The code builds a mixture of M-choose-K times K-factorial Gaussians in KD-dimensional space such that the model has all combinatoric degeneracies from (a) not knowing which of the M holes to put the K pigeons into and (b) not knowing which pigeon is which (labeling degeneracy). This mixture of Gaussians gets huge fast, but as long as the prior is also a mixture of Gaussians, perfect sampling, exact marginalization, and analytic FML calculations are all possible without MCMC; it is therefore a perfect testbed.


not much

It was a low-research day! But I did sell a drawing (long story). Anyway, the dark-matter ideas we talked about just yesterday at Rutgers were investigated and published today on arXiv (not by us).


are the LIGO black holes in fact dark-matter particles?

[This is blog post 2600. You have to be a real nerd to know why I care.]

I gave the annual Robbins Lecture in the Department of Physics at Rutgers University. I spoke about noise modeling and the discoveries of transiting exoplanets. Before my talk, I had many interesting discussions around the department, including extensive discussion of my favorite black-hole dark-matter model: tens- to hundreds-of-Solar-mass black holes. This model is not ruled out by anything, and it is possible to calculate exactly. Now, interesting question: What if the black holes discovered by LIGO are in fact dark-matter particles? Matthew Buckley (Rutgers) and I discussed this idea in some detail: Is the implied event rate consistent with three-body and many-body capture processes? Would the stochastic background be too loud? Etc.


error propagation at #astrohackny, are MCMC runs converged?

At #astrohackny today, Adrian Price-Whelan and I led a discussion of error propagation and reporting. I talked about three basic methods of error propagation: Exact, when the model is linear and the noise is Gaussian, linearized, by taking derivatives to make a Fisher matrix approximation, and with MCMC. I emphasized taking a geometric view of the situation. Price-Whelan talked about methods for reporting values and uncertainties at the end of a data analysis project. His main punchline is that there is no way to summarize a whole posterior pdf (or likelihood function) with a number and an error bar, so you should just do something sensible and report what you did precisely. Also, you should give the reader a method for obtaining your posterior samples or likelihood function code.

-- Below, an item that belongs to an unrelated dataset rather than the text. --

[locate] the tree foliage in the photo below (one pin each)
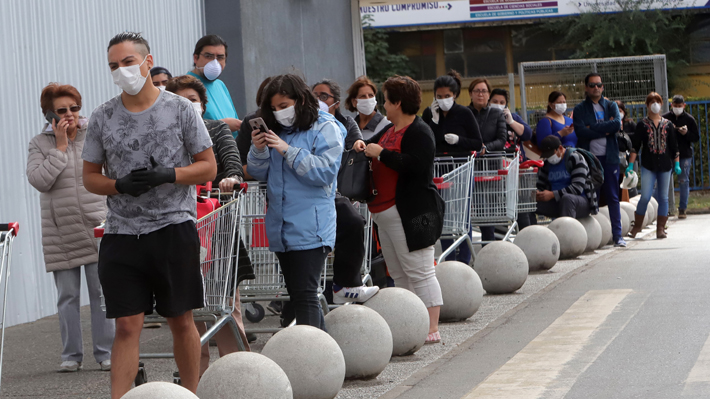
(381, 63)
(641, 27)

Late in the day I discussed single transits in Kepler with Dan Foreman-Mackey. He is finding that his MCMC runs to characterize the multiple-planet systems he has found are showing very, very long autocorrelation times (like it is taking many CPU days or weeks to sample). If he is right, this throws doubt (in my mind) on any posterior sampling in the parameter space of (say) a 5-planet model. And there are a few claims in the literature of converged samplings.